THERE was an old mansion surrounded by a marshy ditch with a drawbridge which was but seldom let down. Not all guests are good people. Under the roof were loopholes to shoot through, and to pour down boiling water or even molten lead on the enemy, should he approach.
Inside the house the rooms were very high and had ceilings of beams, and that was very useful considering thegreat deal of smoke which rose up from the chimney fire where the large, damp logs of wood smoldered. On the walls hung pictures of knights in armor and proud ladies in gorgeous dresses; the most stately of all walked about alive. She was called Meta Mogen; she was the mistress of the house, to her belonged the castle.
Towards the evening robbers came; they killed three of her people and also the yard-dog, and attached Mrs. Meta to the kennel by the chain, while they themselves made good cheer in the hall and drank the wine and the good ale out of her cellar. Mrs. Meta was now on the chain, she could not even bark.

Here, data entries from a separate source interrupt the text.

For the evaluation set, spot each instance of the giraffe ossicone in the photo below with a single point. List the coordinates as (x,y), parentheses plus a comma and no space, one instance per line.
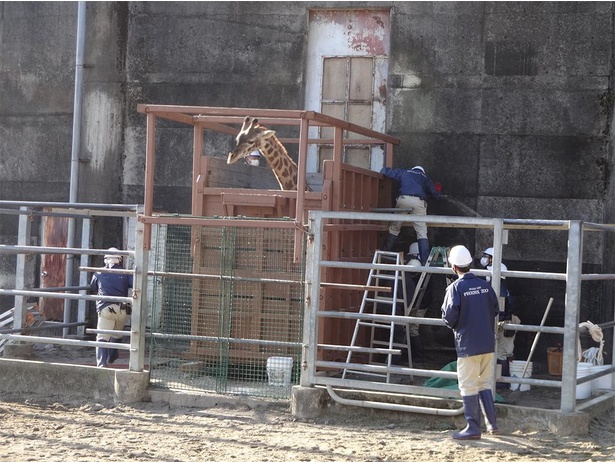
(254,136)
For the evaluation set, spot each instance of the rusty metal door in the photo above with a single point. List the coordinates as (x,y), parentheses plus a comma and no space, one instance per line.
(347,78)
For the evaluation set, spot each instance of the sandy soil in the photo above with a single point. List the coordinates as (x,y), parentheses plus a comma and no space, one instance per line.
(55,429)
(45,429)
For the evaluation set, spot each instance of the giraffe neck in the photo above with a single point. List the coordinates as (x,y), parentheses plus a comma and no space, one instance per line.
(284,168)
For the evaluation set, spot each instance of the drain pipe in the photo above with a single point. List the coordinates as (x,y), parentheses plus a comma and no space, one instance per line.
(74,158)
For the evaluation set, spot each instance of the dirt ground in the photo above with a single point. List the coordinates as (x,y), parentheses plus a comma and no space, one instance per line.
(36,428)
(48,430)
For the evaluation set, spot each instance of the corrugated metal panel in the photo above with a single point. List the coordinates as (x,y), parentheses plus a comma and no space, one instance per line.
(53,266)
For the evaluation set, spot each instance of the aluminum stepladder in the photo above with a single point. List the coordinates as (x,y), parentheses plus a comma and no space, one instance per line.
(378,299)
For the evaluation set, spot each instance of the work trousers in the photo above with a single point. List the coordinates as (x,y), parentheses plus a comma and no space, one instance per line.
(475,373)
(418,207)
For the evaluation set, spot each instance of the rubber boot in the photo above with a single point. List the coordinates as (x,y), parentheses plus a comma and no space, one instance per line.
(390,242)
(416,347)
(424,250)
(471,410)
(113,352)
(505,373)
(488,406)
(102,355)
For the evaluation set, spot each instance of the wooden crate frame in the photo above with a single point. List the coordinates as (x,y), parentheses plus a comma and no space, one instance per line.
(344,188)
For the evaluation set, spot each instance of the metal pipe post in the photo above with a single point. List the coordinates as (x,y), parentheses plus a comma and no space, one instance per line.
(571,318)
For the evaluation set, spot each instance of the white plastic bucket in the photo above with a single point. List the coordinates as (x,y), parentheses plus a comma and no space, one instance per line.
(584,390)
(516,369)
(602,383)
(279,371)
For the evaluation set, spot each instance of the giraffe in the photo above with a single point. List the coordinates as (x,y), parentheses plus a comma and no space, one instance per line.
(254,136)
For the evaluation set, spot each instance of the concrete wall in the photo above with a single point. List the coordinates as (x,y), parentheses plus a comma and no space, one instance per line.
(508,104)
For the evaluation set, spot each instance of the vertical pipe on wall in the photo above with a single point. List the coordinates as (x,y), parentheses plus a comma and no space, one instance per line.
(74,158)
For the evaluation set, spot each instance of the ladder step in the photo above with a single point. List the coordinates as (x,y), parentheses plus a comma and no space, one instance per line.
(374,324)
(388,277)
(384,301)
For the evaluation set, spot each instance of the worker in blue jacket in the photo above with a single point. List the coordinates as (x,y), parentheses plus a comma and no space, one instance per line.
(111,315)
(470,307)
(414,189)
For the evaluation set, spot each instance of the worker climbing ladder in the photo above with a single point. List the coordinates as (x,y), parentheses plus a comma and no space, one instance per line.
(437,256)
(385,294)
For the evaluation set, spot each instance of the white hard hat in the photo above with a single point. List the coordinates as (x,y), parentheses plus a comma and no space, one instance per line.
(414,262)
(113,249)
(460,256)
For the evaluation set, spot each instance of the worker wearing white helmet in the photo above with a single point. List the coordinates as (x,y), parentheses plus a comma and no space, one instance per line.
(469,308)
(415,187)
(111,315)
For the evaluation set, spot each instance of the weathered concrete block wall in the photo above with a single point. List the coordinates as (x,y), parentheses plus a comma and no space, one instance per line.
(508,104)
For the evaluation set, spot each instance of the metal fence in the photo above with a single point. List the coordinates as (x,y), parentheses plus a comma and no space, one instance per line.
(227,309)
(330,374)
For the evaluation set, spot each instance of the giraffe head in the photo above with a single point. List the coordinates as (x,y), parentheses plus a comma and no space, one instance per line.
(251,137)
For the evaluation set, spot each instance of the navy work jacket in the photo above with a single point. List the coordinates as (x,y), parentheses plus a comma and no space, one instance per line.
(112,285)
(469,309)
(412,182)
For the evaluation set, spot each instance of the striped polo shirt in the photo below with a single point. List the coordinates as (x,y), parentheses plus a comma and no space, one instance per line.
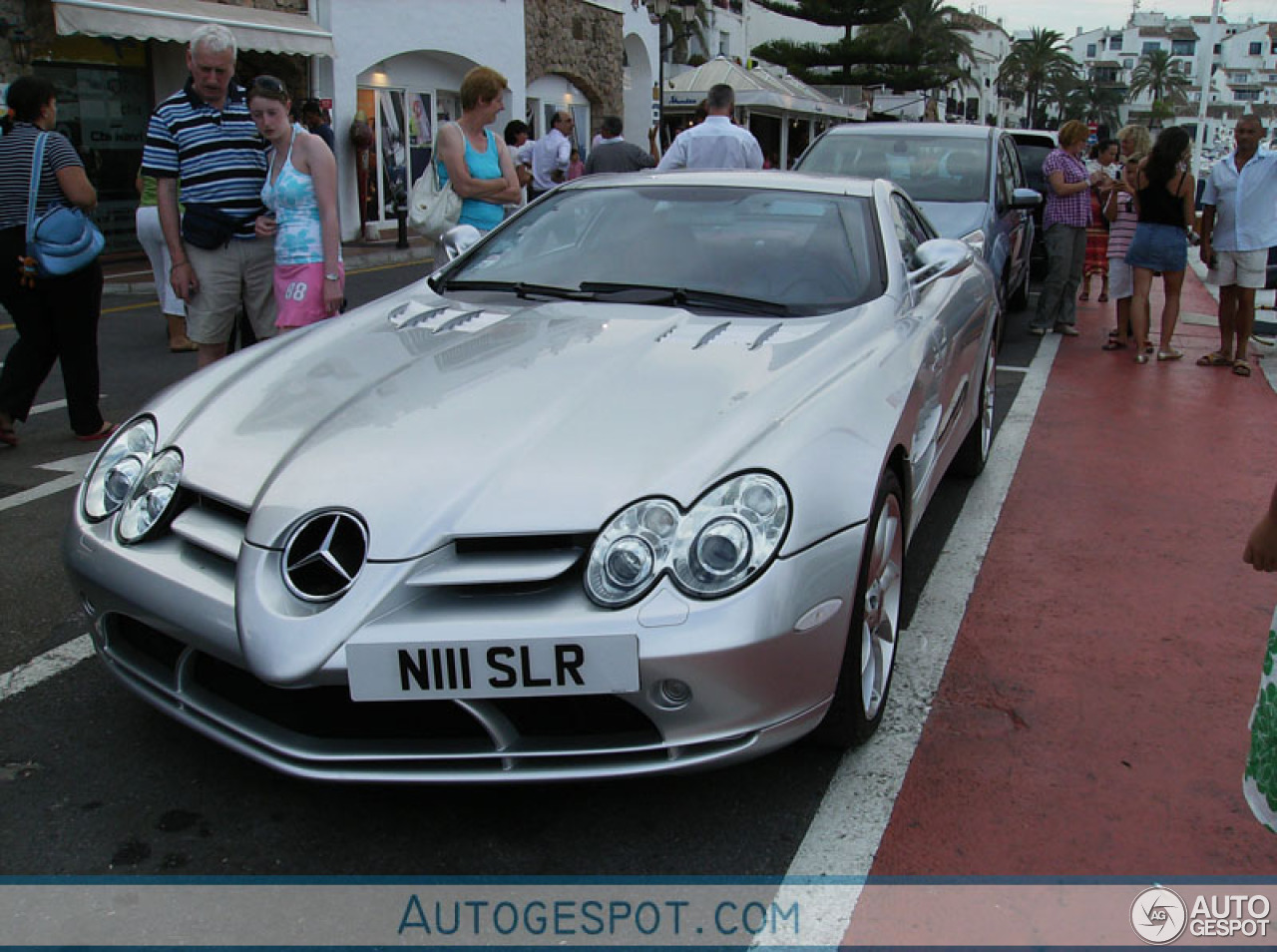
(217,155)
(17,150)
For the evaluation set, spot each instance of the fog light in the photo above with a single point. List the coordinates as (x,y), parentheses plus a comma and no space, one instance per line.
(673,693)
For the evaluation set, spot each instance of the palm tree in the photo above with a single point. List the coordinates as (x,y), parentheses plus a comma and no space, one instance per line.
(1099,103)
(1157,74)
(1032,63)
(929,44)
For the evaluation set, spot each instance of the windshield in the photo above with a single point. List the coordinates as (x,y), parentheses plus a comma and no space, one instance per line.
(930,168)
(703,246)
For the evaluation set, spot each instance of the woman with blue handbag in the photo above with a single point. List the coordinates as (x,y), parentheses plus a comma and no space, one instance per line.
(55,313)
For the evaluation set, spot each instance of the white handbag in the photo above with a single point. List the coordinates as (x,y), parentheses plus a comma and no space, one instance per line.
(433,209)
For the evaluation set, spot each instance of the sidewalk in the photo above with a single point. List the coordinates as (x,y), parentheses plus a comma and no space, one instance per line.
(133,274)
(1092,718)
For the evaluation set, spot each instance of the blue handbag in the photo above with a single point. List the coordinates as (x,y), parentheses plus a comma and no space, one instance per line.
(62,240)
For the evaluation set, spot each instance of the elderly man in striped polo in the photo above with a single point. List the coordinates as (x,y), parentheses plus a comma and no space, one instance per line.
(202,141)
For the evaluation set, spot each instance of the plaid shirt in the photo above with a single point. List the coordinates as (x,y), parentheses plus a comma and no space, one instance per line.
(1065,210)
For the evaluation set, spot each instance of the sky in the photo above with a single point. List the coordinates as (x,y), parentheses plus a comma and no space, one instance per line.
(1066,16)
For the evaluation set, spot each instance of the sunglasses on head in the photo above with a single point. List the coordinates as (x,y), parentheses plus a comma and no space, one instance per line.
(269,85)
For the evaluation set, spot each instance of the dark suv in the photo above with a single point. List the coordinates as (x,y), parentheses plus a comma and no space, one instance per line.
(967,179)
(1035,146)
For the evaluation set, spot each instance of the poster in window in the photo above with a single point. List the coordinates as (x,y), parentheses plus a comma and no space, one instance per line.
(393,146)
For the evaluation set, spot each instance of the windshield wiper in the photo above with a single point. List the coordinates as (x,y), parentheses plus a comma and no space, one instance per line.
(520,289)
(682,296)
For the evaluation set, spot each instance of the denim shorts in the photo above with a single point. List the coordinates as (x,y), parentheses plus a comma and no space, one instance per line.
(1158,248)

But lo! the servant of one of the robbers secretly approached her; they must not see it, otherwise they would have killed him.
"Mrs. Meta Mogen," said the fellow, "do you still remember how my father, when your husband was still alive, had to ride on the wooden horse? You prayed for him, but it was no good, he was to ride until his limbs were paralyzed; but you stole down to him, as I steal now to you, you yourself put little stones under each of his feet that he might have support, nobody saw it, or they pretended not to see it, for you were then the young gracious mistress. My father has told me this, and I have not forgotten it! Now I will free you, Mrs. Meta Mogen!"
Then they pulled the horses out of the stable and rode off in rain and wind to obtain the assistance of friends.
"Thus the small service done to the old man was richly rewarded!"
said Meta Mogen.
"Delaying is not forgetting," said the fellow.
The robbers were hanged.
There was an old mansion, it is still there; it did not belong to Mrs. Meta Mogen, it belonged to another old noble family.
We are now in the present time. The sun is shining on the gilt knob of the tower, little wooded islands lie like bouquets on the water, and wild swans are swimming round them. In the garden grow roses; the mistress of the house is herself the finest rose petal, she beams with joy, the joy of good deeds: however, not done in the wide world, but in her heart, and what is preserved there is not forgotten. Delaying is not forgetting!
Now she goes from the mansion to a little peasant hut in the field. Therein lives a poor paralyzed girl; the window of her little room looks northward, the sun does not enter here. The girl can only see a small piece of field which is surrounded by a high fence. But to-day the sun shines here- the warm, beautiful sun of God is within the little room; it comes fromthe south through the new window, where formerly the wall was.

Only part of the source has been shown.